She understands this as well as anyone, having lost two brothers.

"That first Christmas ... it just hits you," she said. "Having gone through personal loss, it makes me feel good to see them. I know what they're feeling."

Peterson worked previously at a hospice organization in the Fresno-Visalia area, which has offered such ornament ceremonies for many years. She modeled the tree decorating ceremony here after them, seeing that the need here was just as great.

Johnson-Cook said she grieved tremendously after her husband, William Cook, died in February.

"In the early stages, I'd get in my car and drive around for hours at a time," she said. "I did that because I didn't want to go back to my house."

She's attended one-on-one bereavement sessions every other week since his death, and two months ago began volunteering at Community Hospice.

A few a weeks ago, she came to another event there — best described as a primer on what to expect with the holidays approaching — in which family members brought photographs of their loved ones.

"What got to me most were the pictures," Johnson-Cook said. "It was almost like I felt the pain of all those people. And there was a woman singing — she'd written her own song. The words were wrenching my heart. I had felt all the feelings she sang about. There wasn't a dry eye in the house. But that's OK because crying is healing."

The ornament ceremony offers another stage of that healing, Bonnie Newton said.

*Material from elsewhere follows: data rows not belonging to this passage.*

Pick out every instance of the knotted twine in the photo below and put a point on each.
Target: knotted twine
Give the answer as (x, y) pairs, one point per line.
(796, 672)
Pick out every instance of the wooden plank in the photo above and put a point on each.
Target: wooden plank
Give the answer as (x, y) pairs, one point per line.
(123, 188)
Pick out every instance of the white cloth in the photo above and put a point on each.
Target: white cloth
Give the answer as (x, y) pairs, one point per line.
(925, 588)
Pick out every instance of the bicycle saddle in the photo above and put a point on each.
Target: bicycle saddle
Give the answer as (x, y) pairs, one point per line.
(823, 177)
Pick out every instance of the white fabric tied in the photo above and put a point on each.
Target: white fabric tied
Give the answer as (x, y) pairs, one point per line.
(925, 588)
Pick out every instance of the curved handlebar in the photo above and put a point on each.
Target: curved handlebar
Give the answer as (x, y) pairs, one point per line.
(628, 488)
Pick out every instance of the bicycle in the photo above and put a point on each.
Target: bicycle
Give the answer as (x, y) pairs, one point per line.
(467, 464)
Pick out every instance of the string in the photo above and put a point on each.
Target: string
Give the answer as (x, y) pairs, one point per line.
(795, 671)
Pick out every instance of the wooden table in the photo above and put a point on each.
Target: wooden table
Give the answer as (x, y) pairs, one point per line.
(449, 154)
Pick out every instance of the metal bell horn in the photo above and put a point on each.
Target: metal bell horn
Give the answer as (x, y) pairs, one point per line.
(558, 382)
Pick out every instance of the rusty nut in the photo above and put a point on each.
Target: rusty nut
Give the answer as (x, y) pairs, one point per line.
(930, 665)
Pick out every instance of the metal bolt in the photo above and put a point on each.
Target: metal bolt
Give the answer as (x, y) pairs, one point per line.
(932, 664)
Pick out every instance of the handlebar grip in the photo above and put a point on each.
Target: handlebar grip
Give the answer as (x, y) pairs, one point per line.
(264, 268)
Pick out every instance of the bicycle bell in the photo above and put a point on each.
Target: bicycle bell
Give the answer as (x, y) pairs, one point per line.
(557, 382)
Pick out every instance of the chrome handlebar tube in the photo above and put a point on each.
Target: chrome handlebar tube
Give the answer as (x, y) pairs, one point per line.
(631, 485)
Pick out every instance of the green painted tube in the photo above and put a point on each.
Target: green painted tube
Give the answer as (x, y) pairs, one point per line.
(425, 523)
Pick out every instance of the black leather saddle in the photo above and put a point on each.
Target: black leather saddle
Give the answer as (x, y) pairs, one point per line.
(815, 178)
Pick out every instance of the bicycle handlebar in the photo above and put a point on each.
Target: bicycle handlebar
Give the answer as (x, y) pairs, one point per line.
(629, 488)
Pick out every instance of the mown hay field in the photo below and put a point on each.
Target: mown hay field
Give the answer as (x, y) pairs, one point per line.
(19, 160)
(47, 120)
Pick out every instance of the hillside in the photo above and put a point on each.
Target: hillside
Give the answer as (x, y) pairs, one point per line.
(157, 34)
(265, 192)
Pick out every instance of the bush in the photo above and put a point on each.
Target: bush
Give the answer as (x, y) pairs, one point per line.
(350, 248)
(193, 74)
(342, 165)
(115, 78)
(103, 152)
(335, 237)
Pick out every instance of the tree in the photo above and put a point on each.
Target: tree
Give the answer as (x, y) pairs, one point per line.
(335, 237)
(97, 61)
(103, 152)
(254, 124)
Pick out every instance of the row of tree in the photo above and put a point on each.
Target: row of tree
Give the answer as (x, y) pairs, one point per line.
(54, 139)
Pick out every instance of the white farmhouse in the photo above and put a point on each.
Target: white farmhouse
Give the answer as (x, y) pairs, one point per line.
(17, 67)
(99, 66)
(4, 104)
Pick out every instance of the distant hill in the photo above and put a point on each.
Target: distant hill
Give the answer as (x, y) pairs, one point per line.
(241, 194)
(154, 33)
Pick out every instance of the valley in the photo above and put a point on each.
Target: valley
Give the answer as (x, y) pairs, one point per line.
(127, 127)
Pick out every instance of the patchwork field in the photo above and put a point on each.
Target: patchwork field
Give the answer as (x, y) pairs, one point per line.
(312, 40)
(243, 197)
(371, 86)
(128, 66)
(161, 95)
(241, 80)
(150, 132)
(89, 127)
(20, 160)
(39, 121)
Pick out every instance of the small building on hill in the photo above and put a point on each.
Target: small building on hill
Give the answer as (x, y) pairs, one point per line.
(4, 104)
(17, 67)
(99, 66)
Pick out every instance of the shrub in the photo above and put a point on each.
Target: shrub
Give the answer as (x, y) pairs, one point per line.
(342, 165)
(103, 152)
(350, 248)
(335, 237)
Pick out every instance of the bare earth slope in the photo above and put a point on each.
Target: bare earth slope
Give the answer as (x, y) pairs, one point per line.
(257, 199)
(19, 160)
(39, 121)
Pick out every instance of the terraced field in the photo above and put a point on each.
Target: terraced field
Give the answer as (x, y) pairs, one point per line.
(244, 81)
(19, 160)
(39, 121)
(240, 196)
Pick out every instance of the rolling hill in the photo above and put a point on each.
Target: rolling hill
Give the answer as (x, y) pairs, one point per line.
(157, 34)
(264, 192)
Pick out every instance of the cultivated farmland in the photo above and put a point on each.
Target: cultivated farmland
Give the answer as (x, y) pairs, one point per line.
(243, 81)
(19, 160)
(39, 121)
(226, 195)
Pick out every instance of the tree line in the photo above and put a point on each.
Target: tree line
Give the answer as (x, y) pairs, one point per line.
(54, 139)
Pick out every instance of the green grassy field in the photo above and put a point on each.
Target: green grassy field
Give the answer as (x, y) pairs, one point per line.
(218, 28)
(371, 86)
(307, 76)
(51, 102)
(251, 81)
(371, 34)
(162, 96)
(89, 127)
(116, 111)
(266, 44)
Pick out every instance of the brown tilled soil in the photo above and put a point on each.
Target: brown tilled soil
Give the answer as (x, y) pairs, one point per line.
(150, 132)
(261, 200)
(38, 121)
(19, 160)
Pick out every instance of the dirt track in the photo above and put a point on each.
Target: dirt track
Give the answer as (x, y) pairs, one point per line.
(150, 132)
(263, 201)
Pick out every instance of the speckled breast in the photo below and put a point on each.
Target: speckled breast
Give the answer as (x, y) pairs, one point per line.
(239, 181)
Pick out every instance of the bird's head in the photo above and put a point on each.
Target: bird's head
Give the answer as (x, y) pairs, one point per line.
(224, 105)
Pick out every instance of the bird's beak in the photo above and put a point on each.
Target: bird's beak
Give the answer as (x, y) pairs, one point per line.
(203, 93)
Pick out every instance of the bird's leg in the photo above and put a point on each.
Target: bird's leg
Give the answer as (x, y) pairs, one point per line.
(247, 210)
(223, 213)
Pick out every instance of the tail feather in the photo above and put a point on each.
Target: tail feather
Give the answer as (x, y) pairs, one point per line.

"I came to be in a place with lots of people who feel the same as I do," Newton said. "They're all acknowledging someone they loved. I also want to pay tribute to the people who took care of Frank."

The ornaments will remain on the tree throughout the holidays.

"Families will bring others in and say, 'See? There's his ornament,' " Peterson said.

The families can pick their ornaments up after New Year's Day and take them home to hang on their own trees next year and thereafter.

"Then it does feel like their loved one is part of Christmas again," Peterson said.

The program made an impact on Newton, among others.

"I wanted to get in the mood for Christmas," she said. "OK, I can start now. Frank's going to be part of it."